I'm trying to migrate JSON documents from Couchbase into Neo4j. After receiving the document, I find out the type of object to create by reading the some fields. Each node object class inherits some node properties like ID, labels and Version(for optimistic locking) from the Transaction class.
Example of a node class:
@Node
public class User extends Transaction{
public static final String featureID = "12109";
public static final String featureVariantID = "000";
@Property("FullName")
private String fullName;
@Property(name = "Alias")
private String alias;
@Property(name = "EmploymentType")
private String employmentType;
@Property(name = "EmployeeCode")
private String employeeCode;
@Relationship("LineManager")
Set<RelatedTo<User>> lineManagers;
@Relationship("FunctionalManager")
Set<RelatedTo<User>> functionalManagers;
@Relationship("LegalEntity")
Set<RelatedTo<LegalEntity>> legalEntities;
// More relations like these
public User() {
}
public User(String transactionID, String tenantID) {
super(featureID, featureVariantID, transactionID, tenantID);
this.fullName = "";
this.alias = "";
this.employmentType = "";
this.employeeCode = "";
lineManagers = new LinkedHashSet<>();
functionalManagers = new LinkedHashSet<>();
legalEntities = new LinkedHashSet<>();
// ....
}
//Getters and Setters
// Used to get which fields of the JSON document are to be used to populate the relationship sets
private static final Map<String, String> allowedRelationships = new HashMap<>();
static {
allowedRelationships.put("LineManager", "Data.LineManagerUserID");
allowedRelationships.put("FunctionalManager", "Data.FunctionalManagerUserID");
allowedRelationships.put("LegalEntity", "Data.EmployeeLegalEntityID");
}
public Map<String, String> getAllowedRelationships() {
return User.allowedRelationships;
}
}
Other than this there are 12 other classes that have a similar structure.
The structure of the relationship entity is:
@RelationshipProperties
public class RelatedTo<T extends Transaction> extends BaseRelationship <T>{
@Property("DocumentID")
private String documentID;
public RelatedTo() {
}
public RelatedTo(String effectiveFromTimestamp, String effectiveTillTimestamp, String status, T target, String documentID) {
super(effectiveTillTimestamp, effectiveFromTimestamp, status, target);
this.documentID = documentID;
}
//Getter and Setter
}
It inherits from the parent class:
@RelationshipProperties
public class BaseRelationship <Target extends Transaction>{
@Id
@GeneratedValue
private Long id;
@Property("EffectiveTillTimestamp")
private String effectiveTillTimestamp;
@Property("EffectiveFromTimestamp")
private String effectiveFromTimestamp;
@Property("Status")
private String status;
@TargetNode
private Target targetNode;
public BaseRelationship(String effectiveTillTimestamp, String effectiveFromTimestamp, String status, Target targetNode) {
this.effectiveTillTimestamp = effectiveTillTimestamp;
this.effectiveFromTimestamp = effectiveFromTimestamp;
this.status = status;
this.targetNode = targetNode;
}
public BaseRelationship() {
}
// Getters and Setters
}
To determine the type of object to create I'm making use of Reflection which returns a
<T extends Transaction> Class<T>
object after which I cast it into that particular type.

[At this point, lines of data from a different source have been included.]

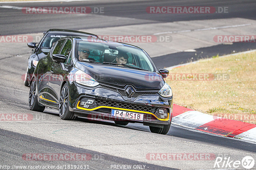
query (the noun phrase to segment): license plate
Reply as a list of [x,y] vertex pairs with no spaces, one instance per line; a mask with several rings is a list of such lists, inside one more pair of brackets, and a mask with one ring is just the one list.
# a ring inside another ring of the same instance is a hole
[[125,119],[135,120],[139,121],[143,121],[144,115],[136,112],[131,112],[124,110],[120,110],[112,109],[111,110],[111,116],[122,117]]

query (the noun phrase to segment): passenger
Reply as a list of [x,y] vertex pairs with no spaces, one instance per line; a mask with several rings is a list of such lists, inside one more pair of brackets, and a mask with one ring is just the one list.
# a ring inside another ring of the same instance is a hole
[[78,51],[78,59],[81,61],[83,61],[84,59],[88,59],[88,57],[90,54],[90,51],[88,49],[84,49]]
[[116,59],[117,64],[126,64],[129,57],[126,53],[122,53],[118,54]]

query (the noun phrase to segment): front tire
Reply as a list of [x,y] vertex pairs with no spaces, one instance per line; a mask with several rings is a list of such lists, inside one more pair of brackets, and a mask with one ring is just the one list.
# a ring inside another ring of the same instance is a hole
[[75,114],[69,111],[69,91],[68,84],[66,83],[61,88],[59,104],[59,114],[63,120],[74,120]]
[[158,133],[158,134],[162,134],[162,135],[166,135],[171,127],[171,122],[169,124],[166,124],[164,125],[164,127],[162,128],[154,127],[153,126],[149,126],[149,129],[152,133]]
[[28,96],[28,104],[29,109],[31,110],[43,112],[45,107],[39,106],[37,100],[37,89],[36,80],[31,82]]

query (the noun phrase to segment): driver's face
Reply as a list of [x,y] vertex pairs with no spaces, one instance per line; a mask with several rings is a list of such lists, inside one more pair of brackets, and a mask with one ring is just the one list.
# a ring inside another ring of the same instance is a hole
[[78,52],[78,55],[79,56],[79,60],[82,61],[83,59],[87,59],[89,54],[87,53],[84,53],[82,51]]
[[124,58],[124,57],[121,57],[119,58],[117,57],[116,60],[117,64],[126,64],[127,62],[127,60]]

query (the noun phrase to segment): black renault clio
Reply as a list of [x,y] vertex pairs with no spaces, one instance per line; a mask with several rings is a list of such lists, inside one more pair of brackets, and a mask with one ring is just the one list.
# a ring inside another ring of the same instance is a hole
[[38,62],[30,82],[30,110],[58,109],[63,119],[76,117],[140,123],[165,134],[171,126],[172,93],[143,50],[96,38],[59,40]]

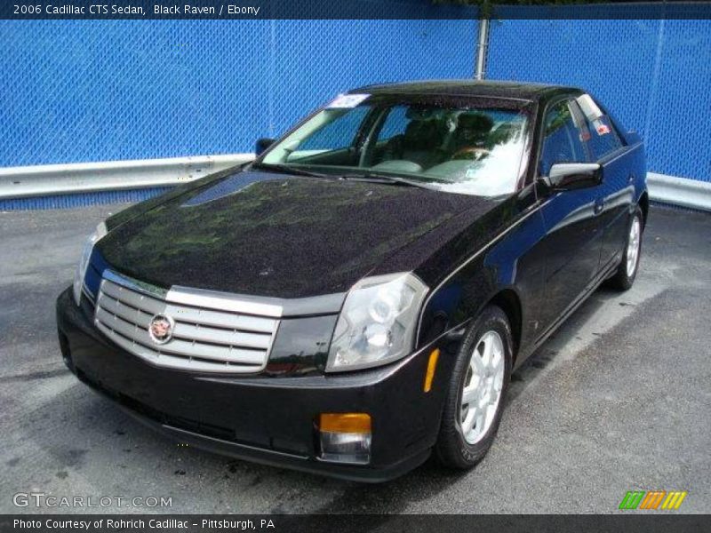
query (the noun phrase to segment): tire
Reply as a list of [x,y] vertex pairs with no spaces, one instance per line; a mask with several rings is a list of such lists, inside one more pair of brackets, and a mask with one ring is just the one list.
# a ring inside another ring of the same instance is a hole
[[[644,218],[642,215],[642,210],[637,206],[627,226],[627,238],[625,241],[625,248],[622,251],[622,260],[619,262],[617,272],[610,278],[608,283],[612,289],[627,290],[635,282],[635,278],[637,277],[637,271],[639,270],[639,259],[642,255],[642,235],[643,231]],[[636,243],[634,243],[635,233]],[[631,258],[633,254],[634,258]]]
[[[491,365],[486,364],[485,357],[489,346],[494,354],[489,360]],[[495,306],[484,308],[465,334],[450,378],[439,436],[435,445],[435,454],[444,466],[471,468],[491,448],[501,421],[504,398],[511,378],[512,346],[511,327],[507,315]],[[496,357],[497,352],[500,352],[500,359]],[[475,357],[478,358],[480,364],[476,364]],[[497,361],[499,361],[499,364]],[[485,378],[482,379],[482,376]],[[478,405],[465,406],[465,387],[468,394],[477,399]],[[487,391],[490,393],[488,395],[485,394]],[[497,395],[495,401],[494,395]],[[489,407],[480,408],[483,403]],[[481,417],[482,411],[483,418]],[[475,421],[467,431],[472,423],[469,417]]]

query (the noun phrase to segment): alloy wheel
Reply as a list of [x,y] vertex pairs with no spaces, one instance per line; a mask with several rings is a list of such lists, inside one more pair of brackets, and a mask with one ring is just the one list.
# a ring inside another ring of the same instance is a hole
[[491,426],[504,385],[504,343],[490,330],[482,335],[469,359],[461,391],[459,426],[465,441],[475,444]]

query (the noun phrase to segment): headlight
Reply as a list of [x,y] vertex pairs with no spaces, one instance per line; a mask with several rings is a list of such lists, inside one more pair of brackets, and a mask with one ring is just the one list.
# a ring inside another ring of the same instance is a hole
[[84,285],[84,278],[86,275],[86,269],[89,267],[89,259],[92,257],[92,251],[94,249],[94,244],[99,242],[99,239],[103,237],[106,234],[106,224],[101,222],[96,227],[94,233],[86,239],[86,243],[84,243],[82,257],[74,273],[74,301],[77,306],[82,299],[82,286]]
[[409,273],[358,282],[343,304],[326,370],[379,366],[410,353],[427,291],[427,286]]

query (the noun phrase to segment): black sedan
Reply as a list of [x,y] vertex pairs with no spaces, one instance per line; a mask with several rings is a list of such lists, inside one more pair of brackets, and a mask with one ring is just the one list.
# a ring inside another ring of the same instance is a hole
[[471,467],[511,372],[635,281],[643,146],[579,89],[363,87],[257,146],[100,225],[58,300],[69,369],[182,442],[373,481]]

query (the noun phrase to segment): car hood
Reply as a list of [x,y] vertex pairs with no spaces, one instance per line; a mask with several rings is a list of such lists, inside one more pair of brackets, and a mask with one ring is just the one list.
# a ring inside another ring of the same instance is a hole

Then I create and save the node into Neo4j. After that I read the document again to create relationships for that node along with some processing of data after which I save the node. Like:
{
LegalEntity parentNode = transactionRepository.getOrCreateNode(transactionMap, tenantID, relTransactionID, LegalEntity.class);// fetching node from database
RelatedTo<LegalEntity> newParentRelationship = new RelatedTo<>(effectiveFromTimestamp, effectiveTillTimestamp, status, parentNode, documentID);
Set<RelatedTo<LegalEntity>> existingRelationships = user.getLegalEntities();
// some processing of data and then updating the above set
}
The problem is that each save is taking 4-10 seconds including the processing, fetching and saving. Each node can contain 10-15 relations. That means each relation is taking more than 400 ms to be created.
Is there some way to improve the speed, as I have to import more than 50,000 documents from couchbase.
Currently I'm updating each node and relation in a single thread. I've tried to do it using an ExecutorService, but the save operations would become stuck in a deadlock and throw either an Optimistic Locking Exception or Transient Data Access Exception.
I wonder if there is any other way to optimize the code itself. For example, I have to loop through the existing relationships of the node and validate them against the new received document and create new relations or update the previous ones. I don’t think I can skip or simplify this step. Also, how does the saving time of 400ms per relationship compare to the average? Is it normal for a database with 14,000 nodes and 70,000 relationships?